Not really: They are the foundations of why we choose to be better people, people who don’t treat others unfairly, who aren’t cruel — ever.
Because we don’t want to be treated that way — ever.
Because we don’t want those we love to be treated that way — ever.
Because we don’t want to stoop to treating anyone that way — ever.
Let me tell you why we don’t hear Bush asking these questions — and, more important, why we hesitate to ask them of ourselves or of him. It’s because we don’t like the truth they show us, because our behavior is something we want to rationalize and keep in the shadows of our awareness. See, we’re afraid of what might happen if we don’t get the information first and terrorists attack us.
So . . . what? Should we attack random individuals first? I don’t think so — and I know not.
Here’s why: One thing leads to another. We all know this innately, and some of us have taken college classes in it. Logic tells us, sequential reasoning tells us, fundamental complexity theory tells us, and a number of other wordy theories tell us: If you knock down one domino and there is another standing very near by, it’s going to fall shortly thereafter, and on and on. Or, if you prefer, this analogy: Being one degree off isn’t such a big problem at the axis; it’s when you get out some distance that you begin to see the problem’s magnitude — and its drastic implications. We have to be worried about it now, because we may not be able to change it later. It’s the same argument we have heard emotionally presented in memoirs of those who didn’t realize quickly enough what was happening in pre-Nazi Germany. It’s an argument we can’t afford to ignore.

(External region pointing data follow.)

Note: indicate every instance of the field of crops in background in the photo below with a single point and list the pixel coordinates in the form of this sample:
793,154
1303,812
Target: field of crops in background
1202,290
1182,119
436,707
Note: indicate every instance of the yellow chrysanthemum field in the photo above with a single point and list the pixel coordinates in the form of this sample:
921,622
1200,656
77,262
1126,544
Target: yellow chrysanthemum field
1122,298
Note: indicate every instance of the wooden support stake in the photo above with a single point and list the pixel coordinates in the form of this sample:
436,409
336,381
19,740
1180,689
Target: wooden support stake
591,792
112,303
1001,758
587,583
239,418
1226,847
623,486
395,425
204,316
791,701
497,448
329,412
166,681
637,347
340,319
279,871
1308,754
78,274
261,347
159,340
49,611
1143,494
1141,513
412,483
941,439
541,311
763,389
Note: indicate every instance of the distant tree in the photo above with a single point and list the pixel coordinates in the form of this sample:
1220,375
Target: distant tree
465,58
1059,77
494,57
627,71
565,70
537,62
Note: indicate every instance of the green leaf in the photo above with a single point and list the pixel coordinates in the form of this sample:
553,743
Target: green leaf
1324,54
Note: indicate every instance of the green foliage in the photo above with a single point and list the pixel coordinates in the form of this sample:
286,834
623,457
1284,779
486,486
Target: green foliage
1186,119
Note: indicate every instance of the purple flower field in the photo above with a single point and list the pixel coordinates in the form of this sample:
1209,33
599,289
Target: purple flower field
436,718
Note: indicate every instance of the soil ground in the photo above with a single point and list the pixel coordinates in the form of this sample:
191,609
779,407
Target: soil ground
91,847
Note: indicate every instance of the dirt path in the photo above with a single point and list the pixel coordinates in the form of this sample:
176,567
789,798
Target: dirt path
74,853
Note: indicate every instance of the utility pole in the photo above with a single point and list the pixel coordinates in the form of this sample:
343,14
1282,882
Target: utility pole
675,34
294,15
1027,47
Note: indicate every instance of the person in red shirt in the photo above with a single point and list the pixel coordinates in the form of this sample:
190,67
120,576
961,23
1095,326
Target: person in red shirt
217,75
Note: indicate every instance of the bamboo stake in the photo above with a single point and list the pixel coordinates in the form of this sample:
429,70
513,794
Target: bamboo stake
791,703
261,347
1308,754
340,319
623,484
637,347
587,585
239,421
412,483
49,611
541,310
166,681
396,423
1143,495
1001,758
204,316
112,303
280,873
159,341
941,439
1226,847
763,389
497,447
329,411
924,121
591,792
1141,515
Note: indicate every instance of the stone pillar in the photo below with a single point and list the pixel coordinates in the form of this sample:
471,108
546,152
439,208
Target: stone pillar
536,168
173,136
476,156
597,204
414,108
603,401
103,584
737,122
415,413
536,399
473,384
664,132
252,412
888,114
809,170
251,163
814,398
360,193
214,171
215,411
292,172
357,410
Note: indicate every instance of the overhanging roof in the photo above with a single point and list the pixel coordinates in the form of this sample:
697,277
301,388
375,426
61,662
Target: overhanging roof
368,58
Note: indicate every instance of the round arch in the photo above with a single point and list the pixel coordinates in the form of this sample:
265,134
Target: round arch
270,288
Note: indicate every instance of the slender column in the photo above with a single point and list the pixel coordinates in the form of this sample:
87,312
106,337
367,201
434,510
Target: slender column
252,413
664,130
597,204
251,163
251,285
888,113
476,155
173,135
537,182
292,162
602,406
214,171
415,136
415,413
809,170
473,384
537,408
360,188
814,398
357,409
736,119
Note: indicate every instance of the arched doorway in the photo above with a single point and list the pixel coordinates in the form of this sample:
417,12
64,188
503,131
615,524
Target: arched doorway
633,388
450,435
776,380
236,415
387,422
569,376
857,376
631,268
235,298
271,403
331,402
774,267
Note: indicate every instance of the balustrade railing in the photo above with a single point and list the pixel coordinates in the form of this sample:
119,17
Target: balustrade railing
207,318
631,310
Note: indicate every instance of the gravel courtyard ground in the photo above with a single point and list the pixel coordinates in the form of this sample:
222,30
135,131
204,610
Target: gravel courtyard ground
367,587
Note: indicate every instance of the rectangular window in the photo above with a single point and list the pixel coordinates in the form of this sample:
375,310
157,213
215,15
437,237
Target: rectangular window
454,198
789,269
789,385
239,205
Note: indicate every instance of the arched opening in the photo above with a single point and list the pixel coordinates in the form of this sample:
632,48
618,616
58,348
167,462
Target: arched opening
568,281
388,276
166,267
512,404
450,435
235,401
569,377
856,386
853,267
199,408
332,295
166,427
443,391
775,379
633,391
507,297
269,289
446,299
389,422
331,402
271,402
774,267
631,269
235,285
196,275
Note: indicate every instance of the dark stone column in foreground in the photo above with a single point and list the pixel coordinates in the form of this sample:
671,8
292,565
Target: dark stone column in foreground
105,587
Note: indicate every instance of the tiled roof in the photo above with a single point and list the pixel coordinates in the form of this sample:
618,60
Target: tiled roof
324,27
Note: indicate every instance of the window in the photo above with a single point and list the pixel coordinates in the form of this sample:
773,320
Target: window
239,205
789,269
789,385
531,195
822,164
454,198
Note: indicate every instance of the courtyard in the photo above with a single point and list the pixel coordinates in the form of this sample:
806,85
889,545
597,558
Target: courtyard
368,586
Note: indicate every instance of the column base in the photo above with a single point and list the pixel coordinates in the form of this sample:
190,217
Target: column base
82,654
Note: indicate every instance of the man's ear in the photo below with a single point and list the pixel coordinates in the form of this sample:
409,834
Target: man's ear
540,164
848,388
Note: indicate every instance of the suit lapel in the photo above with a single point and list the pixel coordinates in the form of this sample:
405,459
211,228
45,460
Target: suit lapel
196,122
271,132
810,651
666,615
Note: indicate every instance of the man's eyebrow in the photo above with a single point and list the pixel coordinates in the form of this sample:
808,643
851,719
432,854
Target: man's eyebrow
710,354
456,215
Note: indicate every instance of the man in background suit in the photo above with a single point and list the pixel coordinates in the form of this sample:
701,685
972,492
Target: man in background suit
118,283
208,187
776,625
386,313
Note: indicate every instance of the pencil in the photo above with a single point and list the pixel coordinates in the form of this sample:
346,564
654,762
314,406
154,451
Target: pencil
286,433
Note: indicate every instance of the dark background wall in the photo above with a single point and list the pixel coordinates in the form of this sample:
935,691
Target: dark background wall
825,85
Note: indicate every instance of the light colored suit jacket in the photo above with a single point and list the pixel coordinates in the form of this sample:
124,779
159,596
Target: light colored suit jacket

People are social. We live in a global community. That’s politically correct language for there’s a heck of a lot of us on this globe, and, if it affects one of us, it affects all of us. You torture one, you potentially torture any.
What goes around comes around. Ever heard of that? Ever experienced it to be true?
Well, then, you better start thinking of what you’ll tell your kids and grandkids if they end up in a military situation where they need protection of the Geneva Conventions and they don’t get it because today we decided we’d approve our government’s torturing someone because we were afraid of what that person might do!
John Donne’s warning resonates within my head and heart as I write this. He said not to ask for whom the bell tolls, but to know that it tolls for thee. For you, for me, for everyone of us. For all of us. Because you see we are all bound together in this global community, and whether there is a bell tolling, a phone ringing, or a text message being downloaded you can be sure that the information highway will run both ways eventually, and ultimately its message will resound for you.
Julie Rea Harper, formerly of Lawrenceville, Ill., was acquitted in July of the 1997 murder of her son, Joel Kirkpatrick. Her story was the subject of an Illinois Times cover story [Dusty Rhodes,“The end,” Aug. 10].